著者 山口恵以子さん
昭和の古き良き世界を描くことと、
食べ物の描写がとっても素敵です
情感たっぷりに描くため、すぐ世界に引き込まれてしまいます。
他には、
『食堂のおばちゃん』シリーズ
『婚活食堂』シリーズ
『さち子のお助けご飯』
ずっと、拝読してます。
こちらのお話は、昭和30年代の、大手映画会社に、ひょんなことから照明の仕事に就いた男性が主人公です。
この頃は、映画が娯楽の黄金時代。
みんな、頑張れば、良くなるという期待があり、今の時代のような閉塞感はなし。
映画会社は、全員、正職員。
「 お疲れ」という、撮影終了のボーナス。
でも、女性差別、師弟制度、公証の遊郭、人間関係の濃厚さ、
生きやすいことばかりでもない。
昔は良かった、というのは、不平等な時代でも、頑張れば何とかなる、という期待感があったからなのかな、と思います。

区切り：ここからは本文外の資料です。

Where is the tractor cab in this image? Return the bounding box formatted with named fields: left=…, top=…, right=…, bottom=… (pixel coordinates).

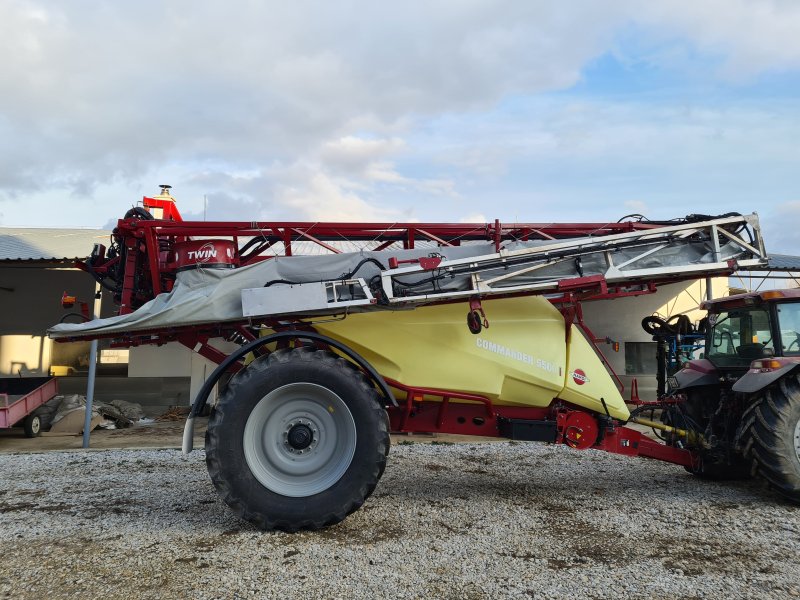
left=703, top=290, right=800, bottom=370
left=670, top=289, right=800, bottom=393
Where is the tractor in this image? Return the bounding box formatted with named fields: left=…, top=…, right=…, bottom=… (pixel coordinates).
left=662, top=289, right=800, bottom=494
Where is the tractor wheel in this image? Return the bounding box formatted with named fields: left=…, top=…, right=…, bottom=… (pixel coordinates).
left=206, top=348, right=389, bottom=531
left=22, top=415, right=42, bottom=437
left=742, top=374, right=800, bottom=504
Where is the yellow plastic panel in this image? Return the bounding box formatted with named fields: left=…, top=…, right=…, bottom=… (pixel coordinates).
left=315, top=296, right=566, bottom=406
left=559, top=325, right=630, bottom=420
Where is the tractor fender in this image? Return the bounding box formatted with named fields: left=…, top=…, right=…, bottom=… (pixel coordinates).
left=732, top=362, right=800, bottom=394
left=673, top=359, right=719, bottom=390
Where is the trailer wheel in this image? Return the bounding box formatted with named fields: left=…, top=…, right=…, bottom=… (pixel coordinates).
left=22, top=415, right=42, bottom=437
left=206, top=348, right=389, bottom=531
left=743, top=374, right=800, bottom=504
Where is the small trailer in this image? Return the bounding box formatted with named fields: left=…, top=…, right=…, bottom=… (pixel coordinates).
left=0, top=377, right=58, bottom=437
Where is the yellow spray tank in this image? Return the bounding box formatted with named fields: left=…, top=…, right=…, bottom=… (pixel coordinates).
left=314, top=296, right=630, bottom=421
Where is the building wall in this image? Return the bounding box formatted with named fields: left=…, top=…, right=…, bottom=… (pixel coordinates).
left=0, top=265, right=94, bottom=377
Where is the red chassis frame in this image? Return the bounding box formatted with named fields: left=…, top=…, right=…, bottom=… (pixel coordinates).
left=72, top=217, right=697, bottom=467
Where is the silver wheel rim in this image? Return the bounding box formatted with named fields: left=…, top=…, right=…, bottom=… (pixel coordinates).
left=794, top=421, right=800, bottom=461
left=242, top=383, right=356, bottom=498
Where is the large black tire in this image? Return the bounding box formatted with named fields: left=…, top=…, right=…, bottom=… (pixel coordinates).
left=742, top=374, right=800, bottom=504
left=206, top=348, right=389, bottom=531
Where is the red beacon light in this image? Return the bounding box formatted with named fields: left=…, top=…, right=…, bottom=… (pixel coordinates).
left=142, top=183, right=183, bottom=221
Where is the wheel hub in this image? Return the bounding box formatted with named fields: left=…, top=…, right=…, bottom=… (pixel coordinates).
left=242, top=382, right=357, bottom=497
left=283, top=419, right=318, bottom=453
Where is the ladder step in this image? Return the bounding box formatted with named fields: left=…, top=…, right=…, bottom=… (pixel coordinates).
left=497, top=417, right=558, bottom=444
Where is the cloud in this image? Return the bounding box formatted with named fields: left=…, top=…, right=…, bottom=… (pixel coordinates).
left=0, top=0, right=800, bottom=224
left=761, top=200, right=800, bottom=256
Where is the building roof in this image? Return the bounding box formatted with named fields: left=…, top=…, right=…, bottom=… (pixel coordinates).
left=0, top=227, right=111, bottom=262
left=768, top=254, right=800, bottom=271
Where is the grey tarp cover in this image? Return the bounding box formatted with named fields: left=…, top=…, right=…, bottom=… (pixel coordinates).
left=48, top=234, right=741, bottom=338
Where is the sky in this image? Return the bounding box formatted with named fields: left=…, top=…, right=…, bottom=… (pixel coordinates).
left=0, top=0, right=800, bottom=254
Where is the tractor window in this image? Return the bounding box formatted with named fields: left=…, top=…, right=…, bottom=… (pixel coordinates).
left=778, top=302, right=800, bottom=356
left=706, top=308, right=774, bottom=367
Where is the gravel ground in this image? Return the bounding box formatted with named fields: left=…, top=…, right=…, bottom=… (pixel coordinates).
left=0, top=442, right=800, bottom=599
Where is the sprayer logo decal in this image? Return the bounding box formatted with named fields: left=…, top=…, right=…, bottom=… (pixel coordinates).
left=186, top=242, right=217, bottom=262
left=475, top=338, right=561, bottom=375
left=570, top=369, right=589, bottom=385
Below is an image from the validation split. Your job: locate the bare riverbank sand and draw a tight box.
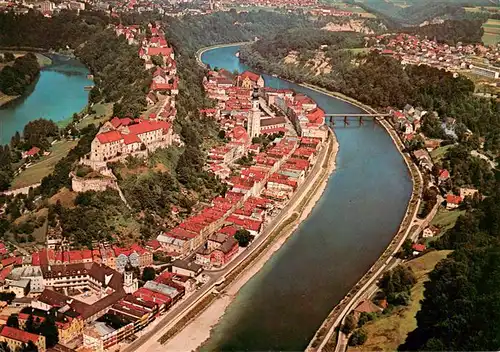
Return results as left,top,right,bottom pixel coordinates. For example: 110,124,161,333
156,133,339,352
0,92,19,106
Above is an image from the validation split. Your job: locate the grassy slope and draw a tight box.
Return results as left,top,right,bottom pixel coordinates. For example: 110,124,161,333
430,144,453,162
431,207,465,233
482,19,500,45
356,251,451,351
11,141,77,189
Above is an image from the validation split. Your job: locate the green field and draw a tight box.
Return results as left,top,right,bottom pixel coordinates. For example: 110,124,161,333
464,6,500,12
321,0,377,18
482,19,500,45
356,251,451,351
430,144,453,162
431,207,465,234
11,141,77,189
76,103,113,129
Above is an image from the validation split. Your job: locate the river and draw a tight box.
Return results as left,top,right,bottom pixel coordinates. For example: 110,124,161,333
202,47,412,351
0,56,93,145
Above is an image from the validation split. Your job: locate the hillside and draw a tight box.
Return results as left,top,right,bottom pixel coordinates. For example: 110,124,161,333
350,0,492,26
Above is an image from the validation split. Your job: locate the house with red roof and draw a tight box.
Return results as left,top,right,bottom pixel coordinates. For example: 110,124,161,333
22,147,40,159
446,194,463,210
411,243,427,255
438,169,450,184
237,71,264,89
0,325,47,352
306,108,325,125
90,118,172,162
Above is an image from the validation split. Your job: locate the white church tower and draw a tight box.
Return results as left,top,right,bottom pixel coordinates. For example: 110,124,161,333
247,88,260,138
123,270,139,293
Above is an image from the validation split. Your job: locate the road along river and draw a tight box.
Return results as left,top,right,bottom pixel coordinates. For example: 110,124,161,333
195,46,412,351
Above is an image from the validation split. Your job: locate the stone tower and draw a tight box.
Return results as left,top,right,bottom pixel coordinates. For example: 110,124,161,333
123,265,139,293
247,88,260,138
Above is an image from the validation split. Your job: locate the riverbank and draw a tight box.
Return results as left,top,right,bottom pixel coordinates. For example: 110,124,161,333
195,41,253,67
301,84,423,351
188,45,415,349
0,92,21,107
0,50,52,107
152,131,339,351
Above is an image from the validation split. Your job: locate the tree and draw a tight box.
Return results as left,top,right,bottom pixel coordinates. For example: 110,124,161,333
38,313,59,348
3,51,16,62
234,229,254,248
151,55,163,67
340,312,358,335
24,314,38,333
7,314,19,329
142,266,156,281
401,238,413,257
378,265,417,305
348,329,368,346
10,131,21,148
358,312,377,328
21,341,38,352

そして、映画界の頂点から奈落へ転落する、昭和30年代。
33年には、年間観客動員数11億人強。
35年には、10億人、翌年からは、9億人、7億人、5億人と減り続け、
38年には、半減。
48年には、2億人を割ると、一度も2億人を回復しないまま、現在に至っています。
ちなみに、wikiでは、
『千と千尋の神隠し』が1位で、
動員数が2352万人だそうです。
11億人の数字がいかに化け物か、驚愕の人数
時代は、テレビに移り、今の世の中に繋がっていきます。
私自身、映画に行くのは、ちょっと贅沢な感じがしてしまって
ちょっと待てば、アマプラや、テレビで見れるから。
でも、映画館で、大画面の迫力と音はいいなと思うし、一人で映画に集中して浸れるのは幸せだと思います。
色々と思いは巡り、納得のいくラストでした。
この主人公の人生、最高じゃないか!
よろしければ、ご一読くださいませ。